Priory Mill is a Grade II* listed building in the Brecon Beacons National Park local planning authority area, Wales. First listed on 16 December 1976. A C19 Corn mill.
Priory Mill
- WRENN ID
- standing-casement-juniper
- Grade
- II*
- Local Planning Authority
- Brecon Beacons National Park
- Country
- Wales
- Date first listed
- 16 December 1976
- Type
- Corn mill
- Source
- Cadw listing
Description
Priory Mill
A corn mill built in rubble stone with traces of lime wash and slate roofs. The building is arranged in an L-plan with two and three storeys, comprising an original range with a facade at right angles to the house, its roof hipped at the left angle, plus 19th-century additions.

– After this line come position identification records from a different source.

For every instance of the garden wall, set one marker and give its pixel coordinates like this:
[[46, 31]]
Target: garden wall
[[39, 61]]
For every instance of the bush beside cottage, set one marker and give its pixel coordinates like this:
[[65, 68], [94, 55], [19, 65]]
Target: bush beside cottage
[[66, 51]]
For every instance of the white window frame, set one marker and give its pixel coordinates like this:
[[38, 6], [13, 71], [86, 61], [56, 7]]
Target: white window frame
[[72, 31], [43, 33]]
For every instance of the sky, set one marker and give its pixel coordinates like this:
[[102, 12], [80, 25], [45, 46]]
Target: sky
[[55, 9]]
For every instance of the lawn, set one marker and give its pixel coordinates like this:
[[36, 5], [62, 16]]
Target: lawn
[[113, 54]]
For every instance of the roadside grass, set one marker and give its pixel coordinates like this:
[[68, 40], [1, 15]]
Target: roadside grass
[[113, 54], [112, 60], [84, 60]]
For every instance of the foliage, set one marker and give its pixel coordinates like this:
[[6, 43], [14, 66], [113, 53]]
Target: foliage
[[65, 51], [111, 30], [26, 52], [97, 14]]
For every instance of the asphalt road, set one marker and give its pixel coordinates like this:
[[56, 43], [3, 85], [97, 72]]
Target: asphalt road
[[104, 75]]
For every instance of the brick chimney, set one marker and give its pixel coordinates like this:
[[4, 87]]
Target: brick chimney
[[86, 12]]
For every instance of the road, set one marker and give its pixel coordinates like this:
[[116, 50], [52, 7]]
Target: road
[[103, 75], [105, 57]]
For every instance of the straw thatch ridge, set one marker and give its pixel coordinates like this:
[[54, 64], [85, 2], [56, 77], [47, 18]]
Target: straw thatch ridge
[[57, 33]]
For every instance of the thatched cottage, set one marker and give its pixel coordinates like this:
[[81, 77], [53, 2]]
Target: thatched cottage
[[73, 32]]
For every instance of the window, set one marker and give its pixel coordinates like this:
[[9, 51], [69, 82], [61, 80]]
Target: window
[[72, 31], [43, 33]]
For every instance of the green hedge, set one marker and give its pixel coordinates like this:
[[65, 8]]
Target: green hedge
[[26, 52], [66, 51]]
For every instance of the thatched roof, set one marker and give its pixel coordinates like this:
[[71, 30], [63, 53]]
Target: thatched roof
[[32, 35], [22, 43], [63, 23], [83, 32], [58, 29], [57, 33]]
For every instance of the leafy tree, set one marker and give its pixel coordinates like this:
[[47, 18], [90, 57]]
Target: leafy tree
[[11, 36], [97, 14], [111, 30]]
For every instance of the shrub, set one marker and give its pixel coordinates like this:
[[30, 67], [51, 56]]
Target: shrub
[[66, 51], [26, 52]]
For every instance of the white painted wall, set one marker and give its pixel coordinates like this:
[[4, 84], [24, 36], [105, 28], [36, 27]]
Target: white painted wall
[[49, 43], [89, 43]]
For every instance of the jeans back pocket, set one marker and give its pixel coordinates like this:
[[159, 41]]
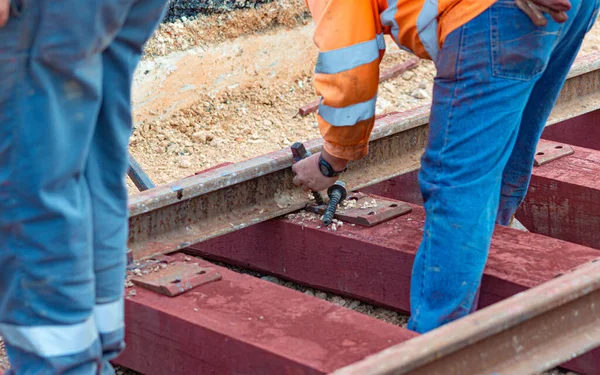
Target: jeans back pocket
[[520, 50]]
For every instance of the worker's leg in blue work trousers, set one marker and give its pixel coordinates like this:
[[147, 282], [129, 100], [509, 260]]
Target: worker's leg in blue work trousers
[[498, 78], [65, 73]]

The original range features openings with timber lintels and 2-light windows that formerly had leaded iron opening casements (one frame survives in the wheel-pit). The facade shows, from left to right: a first floor window with stone sill positioned above and slightly to the left of a board stable-type door with wrought iron hinges; at centre a long first floor board door over a long lintel of a window, with the window itself aligned slightly to the right and its right jamb continued in a straight joint down to ground level; to the right, a window on each floor set higher than other equivalent windows and without sills. A straight joint marks the original end wall, now meeting a 19th-century addition over the wheel-pit, with the roof continued to a gable end. A broad segmental arch with cut stone voussoirs is set low into a deep wide wheel pit. Above this, to the left against the straight joint, is a large fixed 16-pane window with stone sill.

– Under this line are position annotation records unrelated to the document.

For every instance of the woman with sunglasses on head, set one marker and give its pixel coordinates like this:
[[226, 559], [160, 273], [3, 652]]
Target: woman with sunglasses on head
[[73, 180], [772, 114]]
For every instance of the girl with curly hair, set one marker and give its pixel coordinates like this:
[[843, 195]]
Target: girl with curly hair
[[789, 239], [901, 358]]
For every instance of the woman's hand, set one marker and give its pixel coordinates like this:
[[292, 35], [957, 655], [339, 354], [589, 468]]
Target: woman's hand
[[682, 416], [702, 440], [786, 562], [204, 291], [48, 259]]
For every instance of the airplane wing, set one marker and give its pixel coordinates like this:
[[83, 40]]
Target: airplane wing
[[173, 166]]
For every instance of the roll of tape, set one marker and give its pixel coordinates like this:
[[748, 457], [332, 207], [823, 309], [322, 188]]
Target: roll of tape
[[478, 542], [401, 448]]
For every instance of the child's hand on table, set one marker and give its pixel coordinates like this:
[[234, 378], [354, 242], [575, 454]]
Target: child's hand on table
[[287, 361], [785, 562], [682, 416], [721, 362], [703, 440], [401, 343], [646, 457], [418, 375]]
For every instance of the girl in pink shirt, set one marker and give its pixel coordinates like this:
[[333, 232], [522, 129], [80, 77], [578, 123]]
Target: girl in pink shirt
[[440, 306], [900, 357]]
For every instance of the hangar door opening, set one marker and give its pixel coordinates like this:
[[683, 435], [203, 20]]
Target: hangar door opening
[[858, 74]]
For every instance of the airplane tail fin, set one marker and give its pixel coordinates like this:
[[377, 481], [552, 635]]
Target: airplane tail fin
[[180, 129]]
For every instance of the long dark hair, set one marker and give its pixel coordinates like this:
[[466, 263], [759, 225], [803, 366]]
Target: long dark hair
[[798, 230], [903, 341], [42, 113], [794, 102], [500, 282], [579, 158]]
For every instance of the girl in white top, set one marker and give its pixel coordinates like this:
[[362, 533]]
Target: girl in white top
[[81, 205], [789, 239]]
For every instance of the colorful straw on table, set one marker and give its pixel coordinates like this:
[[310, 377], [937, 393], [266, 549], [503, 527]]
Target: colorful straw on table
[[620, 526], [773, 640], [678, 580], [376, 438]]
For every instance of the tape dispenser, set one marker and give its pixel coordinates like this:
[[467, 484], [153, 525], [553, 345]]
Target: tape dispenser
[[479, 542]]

A lower two-storey kiln addition to the right has its upper floor at ground level due to the fall in ground. Outside stone steps lead to a door at the extreme left, with a small unglazed window to the right. The end gable wall has a basement door with windows each side (all with brick heads) and one upper floor window with timber lintel. Stone sills are present throughout.
The rear of the original range has a ground floor casement pair in the angle to the earlier 19th-century added range, with another set placed slightly higher to the left over a ground level window. To the left, the rear of the wheel-pit is sunk down with a low broad segmental arch.
The left end of the original mill has a centre first floor boarded door with timber lintel, a blocked door below, and a 9-pane hopper window to the ground floor left. An earlier 19th-century added building has higher eaves but the same ridge line. It comprises two bays offset to the right; the right bay has two doors one immediately over the other with stone voussoirs to a cambered head and 20th-century timber outside steps. Left-of-centre are 9-pane hopper windows on each floor with stone voussoirs to cambered heads. The left gable end has similar windows each floor and a smaller 6-pane attic window with stone sills. The rear has one 9-pane window on each floor with timber lintels.
Interior of the original range: The ground floor contains a corner fireplace with cambered head and iron grate, a blocked former external door in the wall to the earlier 19th-century addition, five oak beams and square joists, a pit for the former pit-wheel to the right with an oak frame for former machinery, and stone flagged floors. The first floor has two disused windows now internal, a small corner fireplace and a fireplace on the front wall. The floor level to the right has been dropped to accommodate three grindstones set into the floor (two French burr stones and one Welsh gritstone). There is no internal wall to the wheel pit section, which has an enclosed loft on two beams at a lower level than the main loft. The attic contains three oak collar trusses, one with the collar removed for a hoist-wheel.
The wheel pit has a brick arched opening into the main range with a stone keystone. Two massive beams and two smaller outer beams support the floor above. The overshot wheel formerly in the pit has been removed.
The kiln had pierced tiles to its floor (to be restored) and a door with timber lintel at first floor, plus an opening with stone voussoirs from basement level, both connecting into the wheel-pit area. The back wall has a raised red brick chimneybreast stopped at drying floor level. The roof is new.
The earlier 19th-century range has three floors with beamed ceilings to the two main floors and three pine bolted collar trusses to the roof.